Getting started

What is pybench?

pybench is a CLI tool that catches performance regressions in code whose output is a random number rather than a fixed value: model accuracy, a loss curve, a solver’s score. Such metrics are noisy: they shift from run to run because of random seeds, so a single before/after comparison can’t tell a real regression from luck.

pybench removes the noise the right way:

  • Discovery Any function named bench_* that takes a seed and returns a score is a benchmark. No config file, no registration.

  • Paired by construction. The seeds sampled for the first (baseline) run are stored; every later run reuses the same seeds. Comparing identical conditions cancels seed-to-seed variance, so far fewer seeds detect the same regression.

  • An honest verdict. Each (step, metric) slot gets a one-sided paired t-test, and the whole benchmark is judged by a within-seed sign-flip permutation test. That test makes no independence assumption, so correlated metrics and steps don’t inflate false alarms.

  • CI-native. pybench exits non-zero when any benchmark regresses, so it drops straight into CI like pytest.

A benchmark returns one of three shapes:

def bench_a(seed): return 0.91                                   # scalar
def bench_b(seed): return {"accuracy": 0.91, "min:loss": 0.42}  # multiple metrics
def bench_c(seed):                                              # multi-step curve
    return [{"step": 1, "accuracy": 0.5, "min:loss": 1.0}, {"step": 10, "accuracy": 0.91, "min:loss": 0.42}]
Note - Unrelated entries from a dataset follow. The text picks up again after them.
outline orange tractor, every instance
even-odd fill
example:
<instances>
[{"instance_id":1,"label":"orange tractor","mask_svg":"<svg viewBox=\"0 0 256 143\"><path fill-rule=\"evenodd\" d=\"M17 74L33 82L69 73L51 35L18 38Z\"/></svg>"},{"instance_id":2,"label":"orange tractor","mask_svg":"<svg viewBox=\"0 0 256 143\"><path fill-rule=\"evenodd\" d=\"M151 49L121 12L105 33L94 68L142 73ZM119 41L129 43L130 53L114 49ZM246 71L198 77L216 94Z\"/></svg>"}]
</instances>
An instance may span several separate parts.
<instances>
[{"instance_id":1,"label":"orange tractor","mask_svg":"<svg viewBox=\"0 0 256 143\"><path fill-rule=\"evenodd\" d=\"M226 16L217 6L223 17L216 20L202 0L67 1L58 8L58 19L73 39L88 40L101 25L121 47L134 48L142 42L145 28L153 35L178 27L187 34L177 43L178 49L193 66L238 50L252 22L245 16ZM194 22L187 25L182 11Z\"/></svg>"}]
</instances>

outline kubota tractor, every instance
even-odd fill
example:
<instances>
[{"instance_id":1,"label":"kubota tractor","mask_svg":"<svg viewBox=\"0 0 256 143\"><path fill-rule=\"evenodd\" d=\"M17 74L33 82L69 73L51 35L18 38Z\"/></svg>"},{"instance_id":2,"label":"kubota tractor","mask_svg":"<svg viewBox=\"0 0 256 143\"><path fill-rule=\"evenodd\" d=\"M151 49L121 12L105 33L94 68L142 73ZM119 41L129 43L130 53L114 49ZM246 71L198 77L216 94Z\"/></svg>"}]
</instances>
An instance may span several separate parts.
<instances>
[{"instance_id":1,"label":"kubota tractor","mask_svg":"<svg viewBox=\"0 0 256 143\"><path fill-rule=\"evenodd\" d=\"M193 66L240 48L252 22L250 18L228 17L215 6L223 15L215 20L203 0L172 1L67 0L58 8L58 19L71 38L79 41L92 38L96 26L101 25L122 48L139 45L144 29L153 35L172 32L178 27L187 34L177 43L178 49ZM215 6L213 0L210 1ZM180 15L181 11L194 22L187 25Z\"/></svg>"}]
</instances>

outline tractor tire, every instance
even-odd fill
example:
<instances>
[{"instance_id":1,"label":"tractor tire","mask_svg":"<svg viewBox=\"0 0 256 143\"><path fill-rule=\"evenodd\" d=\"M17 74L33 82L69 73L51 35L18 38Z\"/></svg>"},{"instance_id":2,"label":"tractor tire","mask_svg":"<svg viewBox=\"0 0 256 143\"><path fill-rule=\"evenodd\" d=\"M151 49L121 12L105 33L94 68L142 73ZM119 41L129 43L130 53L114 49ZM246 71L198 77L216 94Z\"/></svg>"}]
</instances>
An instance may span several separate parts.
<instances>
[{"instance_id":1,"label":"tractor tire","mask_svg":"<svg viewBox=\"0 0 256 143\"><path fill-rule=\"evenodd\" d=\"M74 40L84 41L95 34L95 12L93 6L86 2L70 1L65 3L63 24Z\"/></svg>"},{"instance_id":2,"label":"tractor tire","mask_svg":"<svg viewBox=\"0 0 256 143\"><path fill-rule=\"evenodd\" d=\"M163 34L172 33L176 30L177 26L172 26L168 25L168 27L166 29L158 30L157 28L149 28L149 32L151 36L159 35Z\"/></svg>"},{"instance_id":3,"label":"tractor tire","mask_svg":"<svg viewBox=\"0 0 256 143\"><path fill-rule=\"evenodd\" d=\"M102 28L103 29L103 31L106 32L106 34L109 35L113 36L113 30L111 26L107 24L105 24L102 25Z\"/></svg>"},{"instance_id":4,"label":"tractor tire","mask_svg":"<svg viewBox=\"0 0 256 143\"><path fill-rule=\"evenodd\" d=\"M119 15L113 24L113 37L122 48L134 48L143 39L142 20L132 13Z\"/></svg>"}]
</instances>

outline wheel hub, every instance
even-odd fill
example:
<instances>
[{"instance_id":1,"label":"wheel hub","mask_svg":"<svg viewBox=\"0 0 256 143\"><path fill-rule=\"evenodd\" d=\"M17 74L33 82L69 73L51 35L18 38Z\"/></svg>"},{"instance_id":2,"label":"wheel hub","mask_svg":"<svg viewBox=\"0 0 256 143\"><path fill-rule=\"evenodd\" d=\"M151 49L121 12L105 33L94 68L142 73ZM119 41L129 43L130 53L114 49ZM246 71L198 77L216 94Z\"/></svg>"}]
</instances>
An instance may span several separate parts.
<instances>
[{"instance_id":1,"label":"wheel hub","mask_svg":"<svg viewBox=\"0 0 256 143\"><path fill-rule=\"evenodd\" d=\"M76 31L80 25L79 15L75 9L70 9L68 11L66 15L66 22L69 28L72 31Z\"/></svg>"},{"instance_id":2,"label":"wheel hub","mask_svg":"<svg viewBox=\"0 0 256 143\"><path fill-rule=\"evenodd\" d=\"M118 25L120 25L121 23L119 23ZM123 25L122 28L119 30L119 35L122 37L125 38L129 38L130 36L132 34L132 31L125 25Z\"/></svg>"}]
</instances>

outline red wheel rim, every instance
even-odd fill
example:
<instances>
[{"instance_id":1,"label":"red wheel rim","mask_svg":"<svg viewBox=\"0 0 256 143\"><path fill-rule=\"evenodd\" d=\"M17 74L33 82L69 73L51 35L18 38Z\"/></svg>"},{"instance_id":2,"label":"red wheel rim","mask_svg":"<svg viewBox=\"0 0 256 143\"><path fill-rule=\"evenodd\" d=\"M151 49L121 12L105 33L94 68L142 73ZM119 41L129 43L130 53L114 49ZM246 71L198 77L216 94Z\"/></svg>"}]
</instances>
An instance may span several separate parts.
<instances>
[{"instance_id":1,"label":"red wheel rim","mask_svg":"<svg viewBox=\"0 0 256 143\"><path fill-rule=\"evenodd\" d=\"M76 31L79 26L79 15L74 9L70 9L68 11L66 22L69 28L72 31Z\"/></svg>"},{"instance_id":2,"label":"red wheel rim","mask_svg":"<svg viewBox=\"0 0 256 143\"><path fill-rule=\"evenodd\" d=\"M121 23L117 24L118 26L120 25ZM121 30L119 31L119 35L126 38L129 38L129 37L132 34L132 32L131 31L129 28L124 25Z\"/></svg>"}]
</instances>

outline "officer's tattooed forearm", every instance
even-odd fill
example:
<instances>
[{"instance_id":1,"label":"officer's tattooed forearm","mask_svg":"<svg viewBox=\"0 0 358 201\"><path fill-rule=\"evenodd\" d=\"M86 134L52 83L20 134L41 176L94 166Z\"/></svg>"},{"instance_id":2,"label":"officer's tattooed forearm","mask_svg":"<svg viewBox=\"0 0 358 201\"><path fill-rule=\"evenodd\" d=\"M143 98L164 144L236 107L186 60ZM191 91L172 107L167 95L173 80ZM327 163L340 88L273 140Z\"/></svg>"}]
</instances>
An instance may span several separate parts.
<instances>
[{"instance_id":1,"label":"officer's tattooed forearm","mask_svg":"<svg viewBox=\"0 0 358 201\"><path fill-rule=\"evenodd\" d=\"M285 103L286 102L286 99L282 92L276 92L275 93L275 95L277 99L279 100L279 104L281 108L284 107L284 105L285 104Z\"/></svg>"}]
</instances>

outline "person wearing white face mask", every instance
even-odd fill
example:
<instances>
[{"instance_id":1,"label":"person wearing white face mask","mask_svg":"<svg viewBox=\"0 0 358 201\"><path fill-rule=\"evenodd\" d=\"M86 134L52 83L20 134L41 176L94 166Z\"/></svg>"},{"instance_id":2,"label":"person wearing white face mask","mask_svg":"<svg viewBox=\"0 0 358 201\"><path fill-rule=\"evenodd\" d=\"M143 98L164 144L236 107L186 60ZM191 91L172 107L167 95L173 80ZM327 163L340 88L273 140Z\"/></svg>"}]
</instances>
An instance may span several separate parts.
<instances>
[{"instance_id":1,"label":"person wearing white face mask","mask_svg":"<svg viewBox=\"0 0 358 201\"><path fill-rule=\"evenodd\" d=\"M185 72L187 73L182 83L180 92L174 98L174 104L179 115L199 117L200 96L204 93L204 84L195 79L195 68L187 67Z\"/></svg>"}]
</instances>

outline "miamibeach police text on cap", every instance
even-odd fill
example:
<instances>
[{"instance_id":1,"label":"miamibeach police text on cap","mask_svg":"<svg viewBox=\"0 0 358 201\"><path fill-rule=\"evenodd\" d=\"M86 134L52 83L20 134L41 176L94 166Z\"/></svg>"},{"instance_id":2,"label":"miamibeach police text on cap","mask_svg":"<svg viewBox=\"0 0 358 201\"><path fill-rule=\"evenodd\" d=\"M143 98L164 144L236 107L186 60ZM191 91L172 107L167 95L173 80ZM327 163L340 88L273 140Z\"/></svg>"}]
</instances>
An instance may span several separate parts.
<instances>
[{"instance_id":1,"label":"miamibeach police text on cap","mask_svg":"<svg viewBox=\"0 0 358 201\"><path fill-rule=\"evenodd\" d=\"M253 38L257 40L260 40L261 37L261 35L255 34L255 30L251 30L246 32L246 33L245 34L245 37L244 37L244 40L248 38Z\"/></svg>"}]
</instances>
Scores follow a higher-is-better convention. For metrics where lower is better (loss, error), prefix the key with min: and return the raw value — pybench flips the sign internally so that “a decrease in goodness is a regression.”

Quickstart

Install pybench:

uv add pybench        # or: pip install pybench

Write a bench_* function that takes a seed and returns a score:

# benchmarks/bench_model.py
def bench_accuracy(seed: int) -> float:
    return train_and_score(seed)

Then drive it from the CLI:

pybench            # 1st time: samples seeds, saves a baseline, marks NEW
pybench            # later: reruns on the same seeds, marks PASS / FAIL
pybench update         # re-baseline after an intended change
pybench show           # print current baseline stats  (--history for per-commit)

The three ways to invoke pybench:

Command

What it does

Writes to disk?

pybench

Discover, run, compare; exit 1 if any benchmark fails

Only the first time (baseline init)

pybench update

Re-run and overwrite the baseline (resamples fresh seeds)

Yes

pybench show

Print current baseline stats (--history for per-commit)

No

Per-benchmark settings are keyword-only defaults — no config file:

def bench_training(seed: int, *, n_seeds: int = 50, alpha: float = 0.01,
                   min_effect: float = 0.02, workers: int = 4) -> list[dict]:
    ...

Parameter

Default

Meaning

n_seeds

30

Seeds sampled for the baseline

alpha

0.05

Significance threshold

min_effect

None

Minimum relative drop to flag (suppress trivia)

workers

1

Parallel seed processes (keep 1 for GPU/serial)

The baseline lives at .pybench/baselines.jsonl (one line per benchmark). Commit it to git — do not gitignore it. History is delegated to git, and pybench show --history reconstructs the baseline at every commit that touched it.